Pese a las trabas puestas por los poderes públicos arreados por el PSUV, la organización de ese plebiscito iba viento en popa hasta que el CNE lo suspendió arbitrariamente. También los comicios regionales, que debían realizarse a más tardar a finales de 2016, terminaron siendo pospuestos indefinidamente por la máxima autoridad electoral. Maduro y los demás representantes del PSUV tienen las de perder en votaciones limpias, justas, universales, directas y secretas. Y las fichas de Maduro en el CNE saben que caerían con él si a las urnas realmente se les permitiera hablar.

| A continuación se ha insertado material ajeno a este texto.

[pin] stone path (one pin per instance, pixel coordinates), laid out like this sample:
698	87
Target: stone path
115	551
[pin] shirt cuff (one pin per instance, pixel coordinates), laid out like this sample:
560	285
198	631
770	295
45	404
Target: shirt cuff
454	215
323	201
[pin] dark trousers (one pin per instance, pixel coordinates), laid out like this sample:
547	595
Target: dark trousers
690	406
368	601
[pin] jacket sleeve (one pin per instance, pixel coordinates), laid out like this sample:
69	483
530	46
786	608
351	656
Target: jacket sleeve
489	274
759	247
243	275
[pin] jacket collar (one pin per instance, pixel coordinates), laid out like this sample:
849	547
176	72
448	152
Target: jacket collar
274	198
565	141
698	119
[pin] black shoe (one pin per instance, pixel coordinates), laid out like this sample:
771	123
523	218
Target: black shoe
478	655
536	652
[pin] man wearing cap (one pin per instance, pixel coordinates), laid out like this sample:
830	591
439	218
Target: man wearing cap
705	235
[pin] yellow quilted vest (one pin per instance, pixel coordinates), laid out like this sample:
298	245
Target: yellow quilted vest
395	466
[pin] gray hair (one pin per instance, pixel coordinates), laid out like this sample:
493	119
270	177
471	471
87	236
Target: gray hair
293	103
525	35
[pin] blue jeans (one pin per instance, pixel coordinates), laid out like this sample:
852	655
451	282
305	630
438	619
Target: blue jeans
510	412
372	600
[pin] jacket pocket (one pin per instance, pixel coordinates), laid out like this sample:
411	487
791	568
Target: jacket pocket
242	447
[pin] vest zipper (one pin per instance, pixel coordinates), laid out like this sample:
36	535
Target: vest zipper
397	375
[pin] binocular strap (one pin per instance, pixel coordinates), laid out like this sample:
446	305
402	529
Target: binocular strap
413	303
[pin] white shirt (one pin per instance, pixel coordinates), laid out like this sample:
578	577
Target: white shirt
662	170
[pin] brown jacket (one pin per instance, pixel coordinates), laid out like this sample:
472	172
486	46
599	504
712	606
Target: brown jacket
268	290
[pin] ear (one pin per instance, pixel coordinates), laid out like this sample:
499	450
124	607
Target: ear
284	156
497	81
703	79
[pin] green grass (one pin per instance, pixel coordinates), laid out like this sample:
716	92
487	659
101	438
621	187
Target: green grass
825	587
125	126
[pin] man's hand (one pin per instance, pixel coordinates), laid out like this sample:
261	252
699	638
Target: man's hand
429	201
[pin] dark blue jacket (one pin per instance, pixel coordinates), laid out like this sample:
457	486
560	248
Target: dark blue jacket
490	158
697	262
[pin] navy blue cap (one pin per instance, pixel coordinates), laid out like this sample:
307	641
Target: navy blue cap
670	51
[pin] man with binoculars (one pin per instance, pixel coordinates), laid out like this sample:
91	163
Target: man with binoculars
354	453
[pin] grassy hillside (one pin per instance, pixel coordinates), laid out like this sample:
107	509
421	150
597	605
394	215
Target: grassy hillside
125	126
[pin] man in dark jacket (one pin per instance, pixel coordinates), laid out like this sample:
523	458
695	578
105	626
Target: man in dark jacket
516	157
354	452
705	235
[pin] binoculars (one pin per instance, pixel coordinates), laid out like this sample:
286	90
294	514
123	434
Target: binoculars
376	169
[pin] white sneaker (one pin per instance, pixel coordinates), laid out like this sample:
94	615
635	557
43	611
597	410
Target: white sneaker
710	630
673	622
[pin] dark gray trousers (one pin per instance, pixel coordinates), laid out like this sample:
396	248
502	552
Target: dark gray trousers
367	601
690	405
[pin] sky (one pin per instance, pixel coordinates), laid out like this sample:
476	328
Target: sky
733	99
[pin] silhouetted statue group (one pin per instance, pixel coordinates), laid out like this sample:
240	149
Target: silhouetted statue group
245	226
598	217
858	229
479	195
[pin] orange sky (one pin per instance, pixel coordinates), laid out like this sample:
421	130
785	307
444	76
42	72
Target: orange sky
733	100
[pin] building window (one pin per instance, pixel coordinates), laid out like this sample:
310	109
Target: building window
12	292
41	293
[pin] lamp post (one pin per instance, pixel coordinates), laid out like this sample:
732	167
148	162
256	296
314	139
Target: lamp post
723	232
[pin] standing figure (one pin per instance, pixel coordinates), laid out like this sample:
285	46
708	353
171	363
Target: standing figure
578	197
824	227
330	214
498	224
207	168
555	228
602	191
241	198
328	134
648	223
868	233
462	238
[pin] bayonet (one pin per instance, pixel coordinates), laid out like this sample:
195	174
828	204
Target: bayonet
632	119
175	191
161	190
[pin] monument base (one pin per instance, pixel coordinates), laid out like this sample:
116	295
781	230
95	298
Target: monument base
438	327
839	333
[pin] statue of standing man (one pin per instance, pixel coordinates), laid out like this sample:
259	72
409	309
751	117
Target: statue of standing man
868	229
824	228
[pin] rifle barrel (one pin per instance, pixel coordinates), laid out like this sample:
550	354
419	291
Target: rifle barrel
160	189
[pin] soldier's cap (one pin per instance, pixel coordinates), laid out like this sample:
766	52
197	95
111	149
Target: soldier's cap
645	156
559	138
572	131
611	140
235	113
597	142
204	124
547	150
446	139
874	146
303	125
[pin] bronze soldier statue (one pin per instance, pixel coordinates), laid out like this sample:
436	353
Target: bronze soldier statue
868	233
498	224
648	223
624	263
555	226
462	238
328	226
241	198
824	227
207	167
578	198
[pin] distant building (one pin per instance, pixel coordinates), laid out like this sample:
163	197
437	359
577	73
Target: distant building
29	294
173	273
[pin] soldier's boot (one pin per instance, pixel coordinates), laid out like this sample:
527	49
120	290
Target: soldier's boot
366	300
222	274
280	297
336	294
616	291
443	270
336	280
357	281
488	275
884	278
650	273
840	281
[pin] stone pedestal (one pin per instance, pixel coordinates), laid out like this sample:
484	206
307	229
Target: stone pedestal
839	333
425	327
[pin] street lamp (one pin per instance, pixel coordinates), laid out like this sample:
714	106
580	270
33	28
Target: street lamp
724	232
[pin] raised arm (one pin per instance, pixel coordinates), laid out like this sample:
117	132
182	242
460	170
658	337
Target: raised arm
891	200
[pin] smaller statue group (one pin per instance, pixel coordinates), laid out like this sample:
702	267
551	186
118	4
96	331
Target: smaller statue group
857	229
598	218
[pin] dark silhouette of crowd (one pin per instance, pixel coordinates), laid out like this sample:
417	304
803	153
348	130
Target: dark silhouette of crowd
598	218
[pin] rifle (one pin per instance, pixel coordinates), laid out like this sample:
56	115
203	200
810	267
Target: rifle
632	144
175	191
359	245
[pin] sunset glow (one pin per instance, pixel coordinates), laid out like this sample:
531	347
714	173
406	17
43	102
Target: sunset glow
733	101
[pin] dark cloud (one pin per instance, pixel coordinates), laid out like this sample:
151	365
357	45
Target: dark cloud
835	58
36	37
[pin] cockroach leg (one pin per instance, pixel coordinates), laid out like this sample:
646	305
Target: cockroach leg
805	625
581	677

Maduro y el CNE, destino común
De ahí que cuando Maduro pidió cerillas para quemar las naves –forzando la elección de una Asamblea Nacional Constituyente sin preguntarle al soberano si éste la quería (1.5.2017)– fuera el CNE quien las puso en sus manos. Encabezada por Tibisay Lucena, fue también esa instancia la que le permitió al “hombre fuerte” de Caracas imponer desde un principio requisitos sesgados con miras a impedir que la oposición obtuviera la mayoría de los 545 escaños de la Asamblea Nacional Constituyente. Los adversarios de Maduro declinaron la invitación a competir por las curules, pero no sin desafiar al CNE.
Tras una consulta orquestada por el Parlamento (16.7.2017), según la cual más de siete millones y medio de ciudadanos estaban en contra de la convocatoria de Maduro, Lucena cambió las reglas del juego horas antes de los comicios para garantizar que –por convicción o bajo coacción– no menos de siete millones y medio de personas apoyaran la Asamblea Nacional Constituyente en las urnas: el CNE le dio a los votantes la potestad de sufragar en cualquier local del municipio donde estuvieran inscritos y allanó el camino para más de un vicio electoral. Para empezar, restringió la labor escrutadora de la prensa.

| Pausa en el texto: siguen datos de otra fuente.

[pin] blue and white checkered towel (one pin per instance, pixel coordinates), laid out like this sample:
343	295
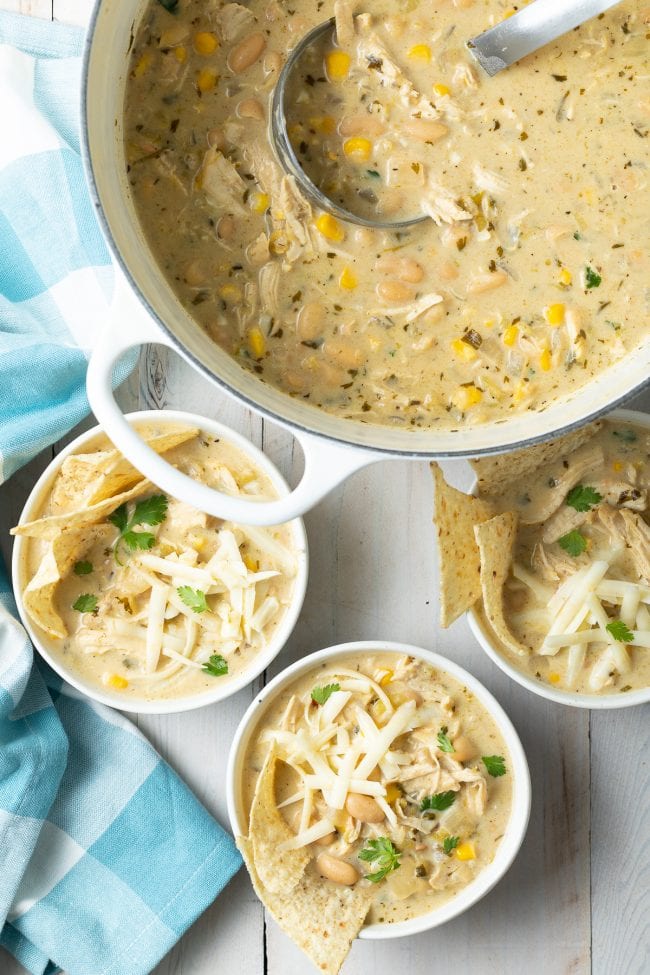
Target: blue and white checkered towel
105	856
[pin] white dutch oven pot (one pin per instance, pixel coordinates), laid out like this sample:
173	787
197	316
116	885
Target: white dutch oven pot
146	310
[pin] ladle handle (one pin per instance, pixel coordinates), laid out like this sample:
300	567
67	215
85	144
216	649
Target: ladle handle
531	28
327	464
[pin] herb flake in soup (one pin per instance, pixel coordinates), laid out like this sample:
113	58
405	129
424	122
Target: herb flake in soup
531	276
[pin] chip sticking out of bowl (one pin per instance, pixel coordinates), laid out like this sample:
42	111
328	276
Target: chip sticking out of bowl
456	514
322	918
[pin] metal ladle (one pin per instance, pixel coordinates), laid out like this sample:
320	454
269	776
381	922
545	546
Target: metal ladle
532	27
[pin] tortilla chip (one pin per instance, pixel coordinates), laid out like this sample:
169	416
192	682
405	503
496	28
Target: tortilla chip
52	526
495	474
322	918
39	595
85	479
459	562
496	540
278	871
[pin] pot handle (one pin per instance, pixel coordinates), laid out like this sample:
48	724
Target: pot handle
129	325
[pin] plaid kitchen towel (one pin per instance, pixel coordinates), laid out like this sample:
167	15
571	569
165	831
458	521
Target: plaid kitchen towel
105	856
55	273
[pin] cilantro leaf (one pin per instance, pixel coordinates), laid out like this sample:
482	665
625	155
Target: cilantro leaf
120	518
216	666
592	278
574	543
82	568
444	743
322	694
620	631
582	498
151	511
193	598
450	843
438	803
384	854
495	765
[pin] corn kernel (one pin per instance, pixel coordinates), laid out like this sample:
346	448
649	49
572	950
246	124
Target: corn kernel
463	350
358	148
393	792
348	279
230	292
554	314
207	80
260	202
329	227
143	64
337	65
256	343
115	681
467	396
326	124
205	43
420	52
465	851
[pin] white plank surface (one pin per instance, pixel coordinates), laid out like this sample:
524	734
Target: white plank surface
576	900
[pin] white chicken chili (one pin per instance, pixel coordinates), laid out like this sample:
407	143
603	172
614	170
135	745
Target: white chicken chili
150	597
530	278
577	598
391	776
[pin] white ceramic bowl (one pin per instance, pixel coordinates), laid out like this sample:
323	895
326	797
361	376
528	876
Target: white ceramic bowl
46	645
487	640
517	824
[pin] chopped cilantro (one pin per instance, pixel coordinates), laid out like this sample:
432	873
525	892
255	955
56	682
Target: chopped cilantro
495	765
82	568
322	694
620	631
384	854
216	666
574	543
150	511
438	803
85	603
450	843
582	498
444	744
193	598
592	278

Voto, con “v” de violencia
Procurando hacer viable el proyecto constituyente de Maduro en un tiempo récord de dos meses y para asegurar la hegemonía del PSUV, ya se habían sacrificado las evaluaciones del sistema de sufragio y del padrón electoral, entre otras fases de preparación del proceso, y se había apelado a un gerrymandering descarado. A última hora, con el ablandamiento de otros controles, se propició la proliferación de votos múltiples y usurpaciones de identidad. El respaldo de los empleados públicos y de los portadores del “carnet de la patria” –una tarjeta electrónica destinada al control de la transferencia de prestaciones sociales– se buscó mediante coerciones.
Todo esto explica por qué Lucena, presidenta del CNE, figura entre los funcionarios chavistas sancionados por el Departamento del Tesoro de Estados Unidos bajo el cargo de minar la democracia; por qué desde países vecinos y remotos se le pidió al mandamás de Caracas que suspendiera la elección en cuestión; por qué sigue habiendo quien arriesgue su integridad física para protestar contra la violación de la Carta Magna y el desmantelamiento del Estado de derecho en Venezuela; por qué Argentina, Brasil, Canadá, Chile, Colombia, Costa Rica, España, Estados Unidos, Gran Bretaña, México, Panamá y Perú se negaron de antemano a reconocer los resultados de los comicios de este 30 de julio; y por qué tanto Alemania como la Unión Europea deberían sumarse a ese coro. Lucena asegura que 8.089.329 ciudadanos –un 41,53 por ciento de los votantes registrados– participaron en la elección de la Asamblea Nacional Constituyente; pero, aún si así fuera, ¿quién le creería?